The video clearly shows me driving along minding my own business in the centre of my lane at the time.

They quoted me 40% extra the robbing swine, but I haggled them down to 20% extra.

Next time round I'll be putting my 5 cars on seperate policies.


----------



## Jeff5 (Jul 7, 2012)

Mrw said:


> I have just got my renewal through from Admiral which has gone up about £75 from last year. What other companys will cover a R35 GTR and a second car on a multi car policy.
> 
> Also anyone had any luck getting the price reduced with Admiral ?


Hi
I had the same thing with Admiral.Rang them and they reduced the price.


----------



## Mrw (Aug 22, 2012)

Noel Dazely & Co Insurance said:


> Hi there ,
> 
> We have excellent deals available for this sort of thing and would love to help .
> 
> If you could pm us your contact details or visit our website Noel Dazely Insurance we will be very pleased to help you.

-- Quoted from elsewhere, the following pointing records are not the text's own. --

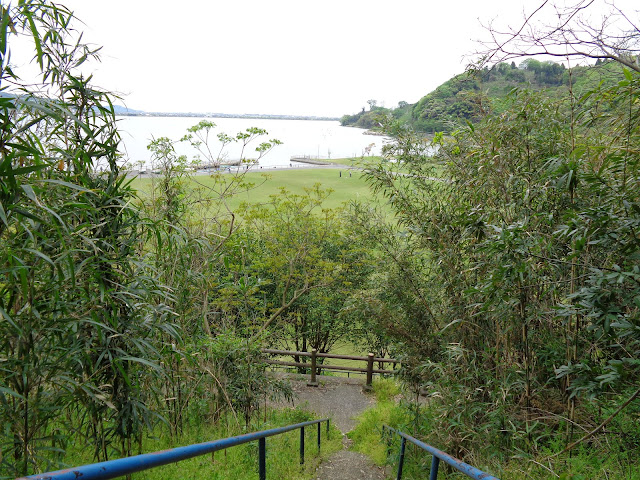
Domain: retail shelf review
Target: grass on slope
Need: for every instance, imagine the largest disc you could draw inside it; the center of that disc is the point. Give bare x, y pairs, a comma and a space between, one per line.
241, 462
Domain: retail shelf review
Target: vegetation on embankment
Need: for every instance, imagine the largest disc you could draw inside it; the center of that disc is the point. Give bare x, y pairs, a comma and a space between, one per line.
468, 96
241, 462
511, 290
397, 408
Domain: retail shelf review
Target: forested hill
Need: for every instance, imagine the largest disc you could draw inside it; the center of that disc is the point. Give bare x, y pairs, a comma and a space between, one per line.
467, 95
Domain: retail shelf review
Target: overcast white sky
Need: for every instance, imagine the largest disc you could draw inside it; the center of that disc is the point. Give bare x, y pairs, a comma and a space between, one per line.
283, 56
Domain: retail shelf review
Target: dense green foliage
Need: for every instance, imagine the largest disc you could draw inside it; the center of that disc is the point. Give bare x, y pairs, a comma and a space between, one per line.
508, 281
468, 96
520, 307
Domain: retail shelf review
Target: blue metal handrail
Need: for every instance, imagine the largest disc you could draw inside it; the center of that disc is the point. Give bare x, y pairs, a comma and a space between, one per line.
138, 463
438, 455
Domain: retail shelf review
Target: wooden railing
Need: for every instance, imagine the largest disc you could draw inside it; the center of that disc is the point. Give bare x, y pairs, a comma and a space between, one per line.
370, 359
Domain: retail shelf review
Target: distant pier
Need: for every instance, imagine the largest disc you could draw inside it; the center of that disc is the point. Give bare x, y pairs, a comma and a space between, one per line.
308, 159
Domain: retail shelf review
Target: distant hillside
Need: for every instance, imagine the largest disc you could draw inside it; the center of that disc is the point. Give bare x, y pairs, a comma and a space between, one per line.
466, 96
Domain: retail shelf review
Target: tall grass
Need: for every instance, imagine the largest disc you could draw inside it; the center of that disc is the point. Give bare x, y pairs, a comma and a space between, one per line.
241, 462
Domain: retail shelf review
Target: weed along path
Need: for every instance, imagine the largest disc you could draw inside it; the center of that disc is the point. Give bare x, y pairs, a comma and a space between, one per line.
342, 400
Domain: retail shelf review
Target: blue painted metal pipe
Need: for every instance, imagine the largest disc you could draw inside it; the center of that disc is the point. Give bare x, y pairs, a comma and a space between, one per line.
129, 465
468, 470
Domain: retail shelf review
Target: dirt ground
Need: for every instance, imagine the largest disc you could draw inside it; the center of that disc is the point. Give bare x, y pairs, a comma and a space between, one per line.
341, 399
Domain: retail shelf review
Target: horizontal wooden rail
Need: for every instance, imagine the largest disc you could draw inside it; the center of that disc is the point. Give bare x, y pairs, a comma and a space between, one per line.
328, 367
313, 365
328, 355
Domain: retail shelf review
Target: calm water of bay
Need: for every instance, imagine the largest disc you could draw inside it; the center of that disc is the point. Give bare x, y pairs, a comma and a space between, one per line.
322, 139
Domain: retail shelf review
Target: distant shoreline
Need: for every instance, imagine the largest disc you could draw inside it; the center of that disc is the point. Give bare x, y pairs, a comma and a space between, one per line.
252, 116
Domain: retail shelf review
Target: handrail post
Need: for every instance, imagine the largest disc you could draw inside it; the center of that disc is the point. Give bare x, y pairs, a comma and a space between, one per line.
262, 462
435, 462
313, 382
370, 357
401, 460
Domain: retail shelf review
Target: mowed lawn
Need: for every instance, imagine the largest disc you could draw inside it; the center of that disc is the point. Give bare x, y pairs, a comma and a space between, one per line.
346, 184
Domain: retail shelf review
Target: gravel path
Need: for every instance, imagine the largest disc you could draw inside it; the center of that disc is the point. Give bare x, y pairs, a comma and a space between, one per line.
340, 399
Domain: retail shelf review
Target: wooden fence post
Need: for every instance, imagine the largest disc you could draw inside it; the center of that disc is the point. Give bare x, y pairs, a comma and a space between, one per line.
370, 357
312, 381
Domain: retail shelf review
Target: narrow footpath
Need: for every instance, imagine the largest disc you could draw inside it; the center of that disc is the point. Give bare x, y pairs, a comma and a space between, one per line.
340, 399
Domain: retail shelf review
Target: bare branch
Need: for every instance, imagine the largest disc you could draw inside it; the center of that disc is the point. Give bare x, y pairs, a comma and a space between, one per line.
615, 37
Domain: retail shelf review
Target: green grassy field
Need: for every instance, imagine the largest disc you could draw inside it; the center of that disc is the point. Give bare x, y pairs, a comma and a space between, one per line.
347, 184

Are you happy to insure a stage 4 car. Exhaust intakes injectors remap ?


----------



## Mrw (Aug 22, 2012)

I have just phoned Noel Dazely insurance for a quote , very professional on the phone so lets see what price they back with.


----------



## DODGY (Oct 28, 2001)

Sky insurance cloned my no claims but depends on how much your Cars are worth.

Graham


----------



## KAT (Apr 7, 2011)

I've had Admiral multi car for a good few years now and every year they try their luck.
Whenever I phone I have always managed to get them to give an even better deal than the year before so its worth giving that a try.
I have just swapped my GTR as from today to Paceward though, they couldn't match Admiral, by a fair bit actually but I'm going to track it this year and will be using their track day cover so I had to accept the hit.
Another thing to bear in mind about Admiral is that you are limited to mods that you can do, I've stuck at stage 2 to stay within their rules but now I can do a little more :smokin:
J


----------



## Mrw (Aug 22, 2012)

I have got a good quote from my Sky insurance for both my cars, Noel Dazely still have not got back in touch with a price.

Is there anyother companies to try that will do a multi car policy ?


----------



## Mrw (Aug 22, 2012)

After a call to admiral they have knocked £140 off. Result


----------



## SamboGrove (Jun 27, 2010)

Mrw said:


> After a call to admiral they have knocked £140 off. Result


They always do. Every year they try it on! I normally just do a new online quote which is always cheaper and then get them to match it.


----------



## msingh (Sep 14, 2004)

Give sky insurance a call they gave me a decent saving on my r32 gtr and two other cars.


----------



## misters3 (Jun 23, 2008)

Had my admiral through £1690 for GTR, X5 40D and 306 Gti

I got it down to £1120

Bizarrely the 306 was pushing up the premiums of the others, so asked them to remove and got a quote like this (brackets are with 306)

GTR 361.98 (420.62)
X5 513 (595.50)

So you can see the 306 was costing me more than the GTR.

Turns out they weren't mirroring my 16 year Protected NCB on the 306. So i asked them to remove the 306. Then i called up and got the 306 added at £245 but this pushed up the prices to the bracket prices again. So i queried this and eventually got it all for £1120. 

I also have 3 other named drivers as well.


----------